Greetings Greg,

I can see that you have been heavily involved in the USB device driver code
for Linux.

I am very grateful for all the work you have done on this so far.

I have been trying to learn as much as I can about USB device drivers for a
personal project and your documentation is by far the best on the internet.

I have been working my way through problems little by little, but have come
to a major hurdle which I am starting to recognise as a lack of
understanding., and since you are clearly the subject matter expert, I hope
you don't mind if I ask a few questions.

My project is to write a character device drive for a "1-wire" network
attached to a USB hub via a "1-wire" USB adapter.

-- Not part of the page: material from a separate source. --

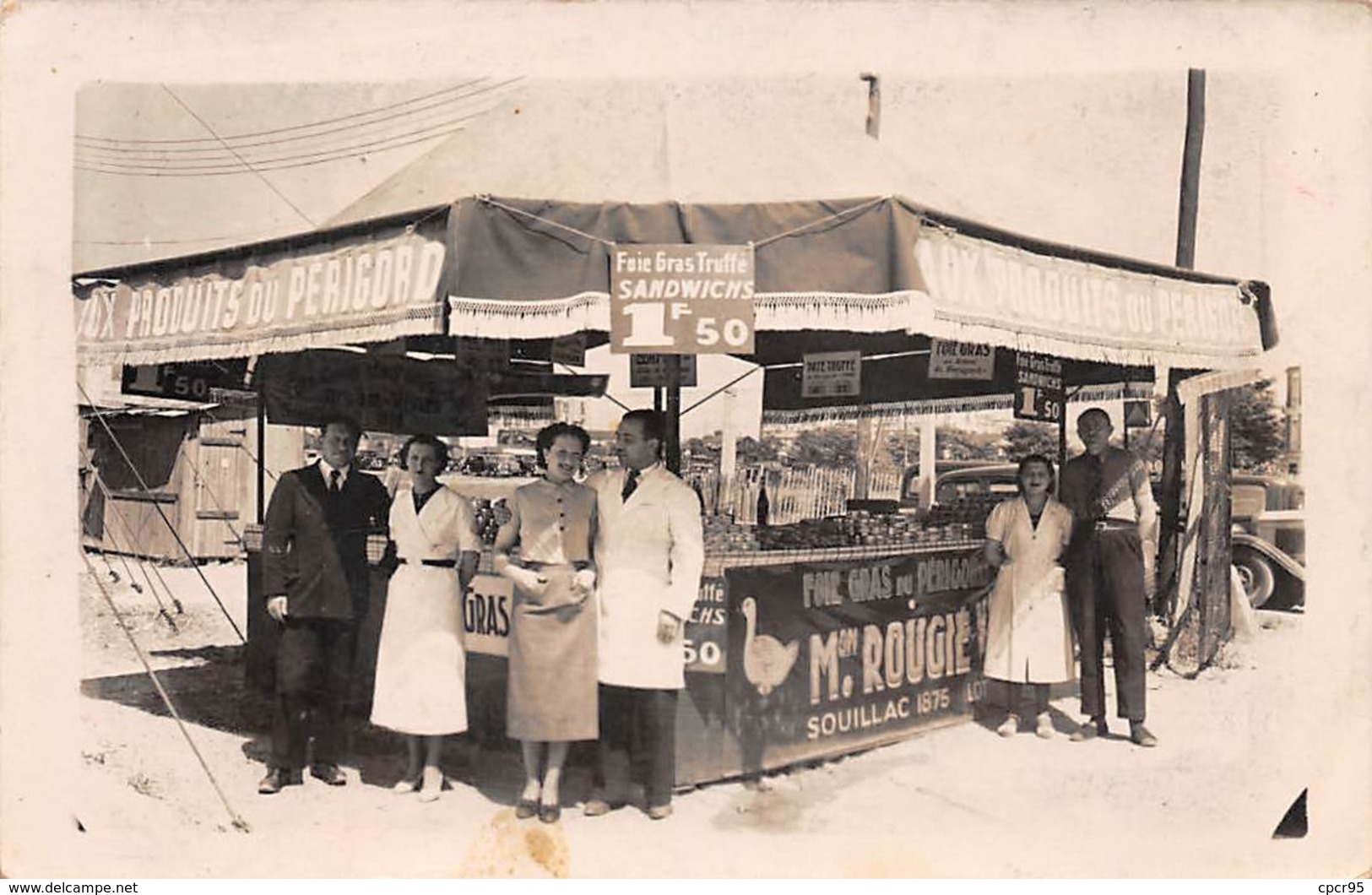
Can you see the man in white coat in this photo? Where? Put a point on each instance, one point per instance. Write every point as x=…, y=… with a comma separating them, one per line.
x=649, y=555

In case you are not familiar "1-wire" was developed by Dallas Semiconductor
(I think) for easily communicating with sensors and switches over very long
distances (thousands of meters I believe).

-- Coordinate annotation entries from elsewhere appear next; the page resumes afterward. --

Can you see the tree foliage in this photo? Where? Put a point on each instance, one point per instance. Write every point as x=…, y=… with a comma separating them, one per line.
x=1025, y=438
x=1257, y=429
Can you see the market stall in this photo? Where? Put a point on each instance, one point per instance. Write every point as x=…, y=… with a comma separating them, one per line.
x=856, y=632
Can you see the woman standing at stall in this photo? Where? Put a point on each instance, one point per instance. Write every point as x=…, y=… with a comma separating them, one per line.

I want to communicate with the "1-wire" devices in the classical UNIX
fashion - as a file.  To me this implies a character device driver needs to
be written to communicate with the "1-wire" usb adapter.

What I am thinking is that I will have the device driver handle ioctl()
calls for the various types of message which "1-wire" devices understand. I
haven't quite worked out what 'read' and 'write' will do, if anything.

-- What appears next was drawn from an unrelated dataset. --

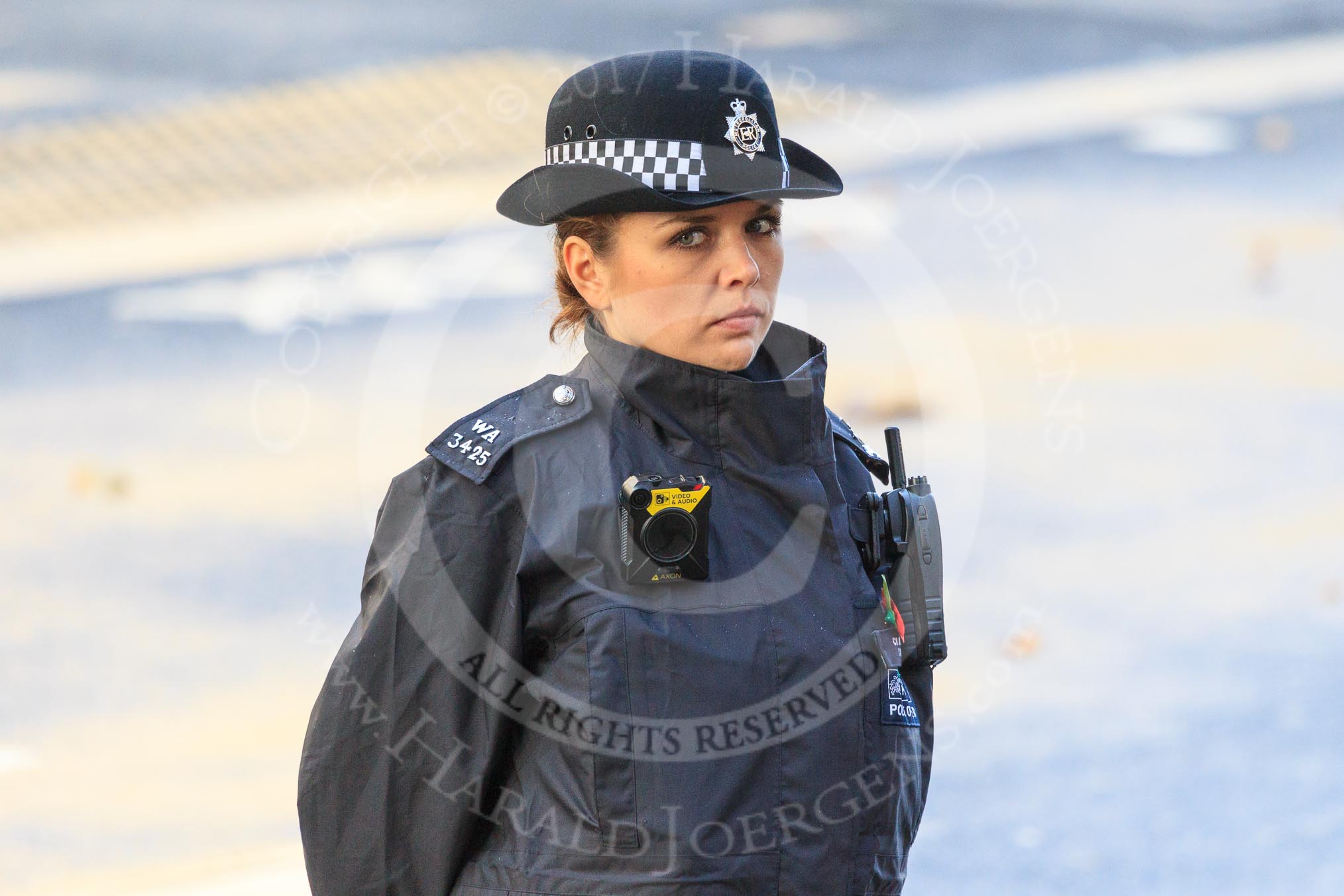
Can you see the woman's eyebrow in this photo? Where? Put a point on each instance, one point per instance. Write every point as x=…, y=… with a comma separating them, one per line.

I started with usb-skeleton.c modified it so that it does not use
devfs_register() - since there is no devfs support in my kernel - but
instead uses register_chrdev(), as well as change the devMajor and devMinor
so that I am communicating with my device.

I might add here that just discovering the reason why devfs_register() was
failing took me a long time to figure out.

The current status of my driver is little more than that, I can load and
unload it, and I am registering/deregistering with usb correctly.  I can
open the associated character special file, and call ioctl on it.  All of
this has been verified by peppering the system message log with diagnostic
output from the driver.

Now, comes the hard part.

I have the "1-wire" protocol documentation, but am confused about how to
send the data to the usb adapter.

Reading the usb core documents leads me to believe that I should be calling
usb_alloc_urb() filling in the urb , then usb_submit_urb()  the message for
the "1-wire" device should be put in the transfer_buffer member of the urb.
Is that correct ?

I don't understand the usage of the pipe member of this structure. The
documentation says "The pipe element is used to encode the endpoint number
and properties" - great !  what is an endpoint number ? and what properties
are they talking about ?

As you may conclude, I may be missing pieces of the usb picture, even though
I have read, and tried to understand as much about USB device drivers as I
could.

Any help is, of course, greatly appreciated.